Perl Compatible Regular Expressions

Character Classes

[<pattern>]: matches any single character inside the enclosing square brackets.
[<start>-<end>]: range
[^<pattern>]: negates the list

Note

Special characters (e.g., ., +, *) lose their meaning when placed in a character class

Note

Both - and ^ are context-sensitive. The - only acts as a range operator when it appears between two characters (e.g., [a-z]). If it’s placed at the very beginning or very end of the brackets (e.g., [-az] or [az-]), or if it’s escaped with a backslash (e.g., [a\-z]), regex treats it as a literal hyphen character, not a range. The ^ only negates the entire class when it appears as the first character inside the brackets (e.g., [^abc]). If ^ appears anywhere else inside the brackets (e.g., [a^bc]), it is treated as a literal caret character and is simply included as one of the characters to match.

Shorthand Character Classes

The lowercase version matches something, and the uppercase version matches the exact opposite (its complement):

Notation	Description
`\d`	Any digit (same as `[0-9]`)
`\D`	Any non-digit
`\w`	Any alphanumeric (letters, digits) or `_`
`\W`	Neither alphanumeric nor `_`
`\s`	Any whitespace (space, tab, newline)
`\S`	Not whitespace

Alternation

<pattern>|<pattern>: matches the pattern to its the left or the pattern to its the right

Note

Alternation applies to whole subpatterns, so group when needed (e.g., foo|barbaz matches foo or barbaz, while (foo|bar)baz matches foobaz or barbaz)

Wildcards

Notation	Description
`.`	Matches to any character
`?`	Optional previous (i.e., 0 or 1 of previous)
`*`	0 or more of previous
`+`	1 or more of previous
`{n}`	Exactly `n` of previous
`{n,}`	`n` or more of previous
`{n, m}`	Between `n` and `m` times of previous

Note

To match it literally, escape it (i.e., \<wildcard>).

Note

By default, quantifiers are greedy (i.e., they match as much as possible). Append ? to make them lazy (i.e., match as little as possible): *?, +?, ??, {n, m}?.

Anchors

^: anchors the match to the start of the string (or start of the line in multiline mode)
$: anchors the match to the end of the string (or end of the line in multiline mode)
\b: word boundary (i.e., matches the position between a \w and a \W character (or the start/end of the string))
\B: non-word boundary (i.e., matches any position that \b does not)

Note

Using ^<pattern>$ forces the entire string to match the pattern, instead of letting the regex match a substring somewhere in the middle.

Groups and Backreferences

(<pattern>): capturing group (i.e., records what was matched); referenced by position with \1, \2, … (within the pattern) or $1, $2, … (in a replacement string)
(?:<pattern>): non-capturing group (i.e., groups without recording); preferred when you don’t need a backreference, as it keeps group numbering cleaner
(?<name><pattern>): named capturing group; referenced with \k<name> within the pattern

Note

(\w+) \1 matches a repeated word like hello hello, because \1 must match whatever (\w+) captured.

Lookarounds

Lookarounds are zero-width assertions, which means they check for a pattern at the current position without consuming any characters.
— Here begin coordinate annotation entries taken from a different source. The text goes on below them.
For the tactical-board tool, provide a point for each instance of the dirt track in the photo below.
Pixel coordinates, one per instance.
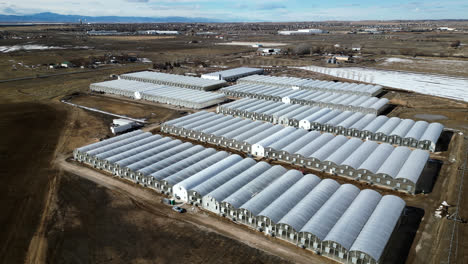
(30, 132)
(181, 235)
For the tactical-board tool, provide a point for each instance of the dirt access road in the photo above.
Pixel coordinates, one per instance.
(198, 224)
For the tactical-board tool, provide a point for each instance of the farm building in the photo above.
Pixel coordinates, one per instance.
(171, 95)
(337, 221)
(314, 85)
(397, 168)
(339, 101)
(232, 74)
(309, 31)
(174, 80)
(394, 130)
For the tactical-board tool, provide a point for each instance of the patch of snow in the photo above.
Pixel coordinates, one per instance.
(431, 84)
(396, 60)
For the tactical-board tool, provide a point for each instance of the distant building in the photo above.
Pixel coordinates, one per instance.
(268, 51)
(122, 125)
(343, 58)
(105, 33)
(446, 29)
(66, 64)
(157, 32)
(232, 74)
(206, 33)
(309, 31)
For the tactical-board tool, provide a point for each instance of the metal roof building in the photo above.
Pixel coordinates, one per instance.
(394, 130)
(326, 152)
(174, 80)
(160, 93)
(355, 103)
(232, 74)
(339, 221)
(314, 85)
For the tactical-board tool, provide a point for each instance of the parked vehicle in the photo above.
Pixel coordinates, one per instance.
(178, 209)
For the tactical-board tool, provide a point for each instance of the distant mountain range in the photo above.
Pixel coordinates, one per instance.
(58, 18)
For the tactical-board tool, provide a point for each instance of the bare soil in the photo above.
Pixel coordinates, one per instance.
(30, 132)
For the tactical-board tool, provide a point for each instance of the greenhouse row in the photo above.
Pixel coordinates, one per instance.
(393, 130)
(338, 221)
(160, 93)
(174, 80)
(398, 168)
(344, 102)
(232, 74)
(314, 85)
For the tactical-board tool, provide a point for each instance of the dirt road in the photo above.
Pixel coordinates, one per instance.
(150, 202)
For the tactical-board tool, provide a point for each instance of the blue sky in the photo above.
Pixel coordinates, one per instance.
(253, 10)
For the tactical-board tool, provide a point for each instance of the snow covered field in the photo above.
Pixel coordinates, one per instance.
(431, 84)
(6, 49)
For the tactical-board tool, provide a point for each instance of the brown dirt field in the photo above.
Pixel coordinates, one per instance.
(52, 216)
(94, 224)
(30, 132)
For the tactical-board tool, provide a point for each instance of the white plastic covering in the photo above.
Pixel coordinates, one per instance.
(239, 181)
(413, 166)
(224, 176)
(232, 74)
(314, 98)
(285, 202)
(345, 122)
(108, 141)
(325, 218)
(376, 232)
(255, 186)
(359, 221)
(195, 168)
(348, 227)
(300, 214)
(268, 195)
(159, 93)
(308, 149)
(208, 173)
(174, 80)
(182, 164)
(314, 85)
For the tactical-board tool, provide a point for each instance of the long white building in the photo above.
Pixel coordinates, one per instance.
(393, 130)
(174, 80)
(339, 101)
(337, 221)
(232, 74)
(171, 95)
(398, 168)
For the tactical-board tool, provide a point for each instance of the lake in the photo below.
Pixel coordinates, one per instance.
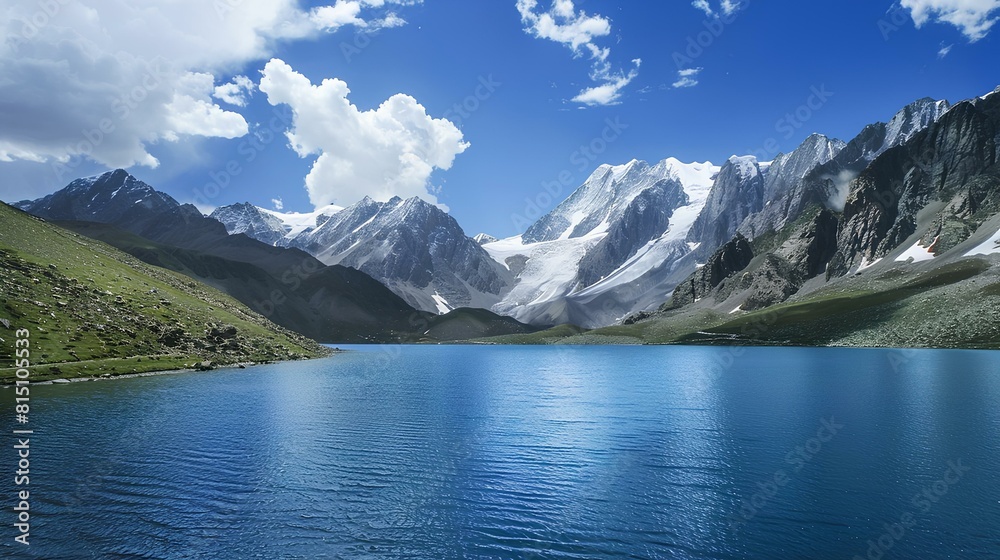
(524, 452)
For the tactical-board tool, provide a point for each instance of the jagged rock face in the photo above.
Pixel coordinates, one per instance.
(118, 198)
(247, 219)
(822, 245)
(414, 248)
(774, 281)
(954, 160)
(484, 238)
(610, 249)
(738, 193)
(730, 259)
(785, 193)
(107, 198)
(644, 219)
(602, 199)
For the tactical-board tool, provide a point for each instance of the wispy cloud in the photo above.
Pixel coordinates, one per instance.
(577, 30)
(726, 7)
(974, 18)
(236, 91)
(687, 77)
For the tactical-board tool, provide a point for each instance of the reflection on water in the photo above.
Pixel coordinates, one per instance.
(524, 452)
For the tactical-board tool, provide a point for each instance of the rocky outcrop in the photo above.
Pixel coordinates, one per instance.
(774, 281)
(247, 219)
(643, 220)
(737, 194)
(730, 259)
(414, 248)
(954, 161)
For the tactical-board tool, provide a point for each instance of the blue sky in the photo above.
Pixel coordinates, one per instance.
(518, 71)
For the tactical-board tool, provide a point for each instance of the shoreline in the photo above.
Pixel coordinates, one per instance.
(172, 371)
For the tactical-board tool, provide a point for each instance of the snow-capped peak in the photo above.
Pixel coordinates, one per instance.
(295, 223)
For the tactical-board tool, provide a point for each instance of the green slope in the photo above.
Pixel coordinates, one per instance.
(93, 310)
(950, 306)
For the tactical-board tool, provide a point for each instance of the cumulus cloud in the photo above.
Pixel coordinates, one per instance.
(974, 18)
(106, 80)
(236, 91)
(727, 7)
(383, 152)
(577, 30)
(349, 12)
(687, 77)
(?=<pattern>): positive lookahead (i.e., matches if pattern follows)
(?!<pattern>): negative lookahead (i.e., matches if pattern does not follow)
(?<=<pattern>): positive lookbehind (i.e., matches if pattern precedes)
(?<!<pattern>): negative lookbehind (i.e., matches if pattern does not precede)

Note

\d+(?= dollars) matches the number in 100 dollars but not in 100 euros — and the match is just 100, not 100 dollars, since the lookahead doesn’t consume characters.

Note

Lookbehind patterns in PCRE must be fixed-width (you can’t use * or + inside them). Lookaheads have no such restriction.